Ptガーゼの資本コストがかなり大きいことから、アンモニアの酸化に対し卑金属触媒の開発が進められている。これらの触媒は一般にコバルト化合物(たとえば、Co酸化物やペロブスカイト)をベースとしている。しかしながら、最良とされるCoペロブスカイト触媒は、資本コストがより低いことのほかに、Ptベースガーゼ触媒を凌ぐ幾らかの技術的利点をもたらすけれども、多くの欠点はそのまま残り(主として、大気中のイオウ化合物からの毒作用に対する感受性が高い)、したがって現在公有財産になっている範囲においては試験的に使用されていて、工業規模での利用はごく限られている。
白金ガーゼとCo含有物質とを組み合わせるべく幾つかの試みがなされている。たとえば、ケミカル・アブストラクツ114:188430は、1-2Ptグリッドと下流のCo3O4触媒とを組み合わせることを説明している。
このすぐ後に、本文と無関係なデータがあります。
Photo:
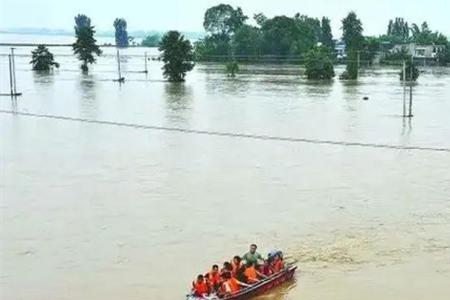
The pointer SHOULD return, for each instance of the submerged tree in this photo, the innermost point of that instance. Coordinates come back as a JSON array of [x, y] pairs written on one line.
[[177, 56], [121, 35], [411, 72], [398, 29], [354, 41], [151, 40], [85, 45], [319, 65], [42, 59], [223, 19], [326, 37], [232, 68]]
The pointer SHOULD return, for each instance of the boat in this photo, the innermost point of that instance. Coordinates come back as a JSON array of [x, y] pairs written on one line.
[[256, 289]]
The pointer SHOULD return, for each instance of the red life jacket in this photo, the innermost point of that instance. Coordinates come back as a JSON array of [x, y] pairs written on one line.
[[200, 288], [214, 278]]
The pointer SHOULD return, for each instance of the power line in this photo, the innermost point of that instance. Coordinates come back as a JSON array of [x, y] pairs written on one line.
[[229, 134]]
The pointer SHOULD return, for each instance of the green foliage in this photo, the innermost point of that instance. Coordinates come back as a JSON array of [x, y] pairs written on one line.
[[424, 36], [326, 37], [412, 72], [121, 33], [232, 68], [260, 19], [396, 57], [398, 29], [85, 45], [152, 40], [352, 32], [213, 48], [371, 47], [177, 56], [223, 19], [319, 65], [280, 36], [247, 42], [42, 59], [354, 41]]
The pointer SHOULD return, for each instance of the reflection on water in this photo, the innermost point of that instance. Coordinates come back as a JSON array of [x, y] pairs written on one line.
[[179, 99], [88, 99]]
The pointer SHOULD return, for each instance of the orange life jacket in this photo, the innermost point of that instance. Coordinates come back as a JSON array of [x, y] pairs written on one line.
[[230, 285], [214, 278], [235, 268], [278, 265], [250, 273], [200, 288]]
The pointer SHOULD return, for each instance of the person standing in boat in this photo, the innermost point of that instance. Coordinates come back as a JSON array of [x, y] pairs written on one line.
[[230, 285], [252, 275], [252, 256]]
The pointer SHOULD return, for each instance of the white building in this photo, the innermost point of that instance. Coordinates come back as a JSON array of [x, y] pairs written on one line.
[[419, 51]]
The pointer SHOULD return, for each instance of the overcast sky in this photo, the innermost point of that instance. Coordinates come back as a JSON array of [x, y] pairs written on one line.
[[187, 15]]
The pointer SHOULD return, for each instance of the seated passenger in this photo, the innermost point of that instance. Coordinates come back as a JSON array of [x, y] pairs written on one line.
[[252, 256], [200, 287], [227, 267], [277, 263], [214, 277], [230, 285], [252, 274], [266, 268], [236, 264]]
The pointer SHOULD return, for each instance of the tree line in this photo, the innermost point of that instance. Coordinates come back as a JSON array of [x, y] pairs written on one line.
[[230, 39]]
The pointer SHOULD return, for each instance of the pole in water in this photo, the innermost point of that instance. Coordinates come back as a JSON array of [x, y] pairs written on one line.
[[10, 75], [359, 61], [13, 71], [121, 79], [404, 89], [145, 56], [410, 88]]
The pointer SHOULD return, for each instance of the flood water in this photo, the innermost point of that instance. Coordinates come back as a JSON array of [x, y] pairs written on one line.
[[95, 211]]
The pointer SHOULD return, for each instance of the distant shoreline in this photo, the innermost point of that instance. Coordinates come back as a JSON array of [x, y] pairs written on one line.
[[60, 45]]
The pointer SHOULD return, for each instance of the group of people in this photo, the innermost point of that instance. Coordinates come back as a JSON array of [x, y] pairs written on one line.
[[241, 272]]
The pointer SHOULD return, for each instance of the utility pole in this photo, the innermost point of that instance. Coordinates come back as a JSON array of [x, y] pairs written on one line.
[[358, 62], [13, 62], [12, 76], [404, 89], [145, 56], [410, 115], [121, 79]]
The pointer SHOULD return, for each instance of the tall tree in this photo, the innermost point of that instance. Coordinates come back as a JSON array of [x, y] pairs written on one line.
[[326, 37], [121, 35], [319, 65], [85, 45], [354, 41], [223, 19], [177, 56], [398, 29], [42, 59]]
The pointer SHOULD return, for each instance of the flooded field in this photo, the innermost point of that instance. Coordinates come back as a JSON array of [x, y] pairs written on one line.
[[96, 211]]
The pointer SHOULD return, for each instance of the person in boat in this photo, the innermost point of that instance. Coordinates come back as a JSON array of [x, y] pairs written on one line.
[[236, 263], [230, 285], [227, 267], [277, 264], [252, 274], [214, 277], [252, 256], [200, 287], [266, 268]]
このような触媒は、NOの形成に対し350℃にて最も高い選択性を示すとされており、この温度は、従来のPtガーゼ触媒の使用温度よりはるかに低く、したがってアンモニア酸化プラントでの通常の使用温度より低い。Co3O4触媒は850℃以上の温度で相変化を起こすことが知られているので、Co3O4触媒に対しては低い温度が必要とされ、この結果、アンモニア酸化プロセスにおいて、NOに対してより低い選択性を有するCoOが形成される。さらに、生成するN2Oのレベルに関しては全く言及していない。WO99/64352は、白金ガーゼ触媒で処理した後にCo含有触媒で、処理することが説明されており、この場合、副反応(たとえば亜酸化窒素の形成)が減少することが主張されている。しかしながら、この組み合わせ触媒系は、実験室装置において良くても7000ppmのN2Oレベルを示しているにすぎない。該特許出願は放棄されており、我々はこの技術のいかなる商業化も認識していない。実際のところ、依然として白金ガーゼまたは白金合金ガーゼが、市場において、商業化が可能で且つ実用的に受け入れ可能な唯一の技術である。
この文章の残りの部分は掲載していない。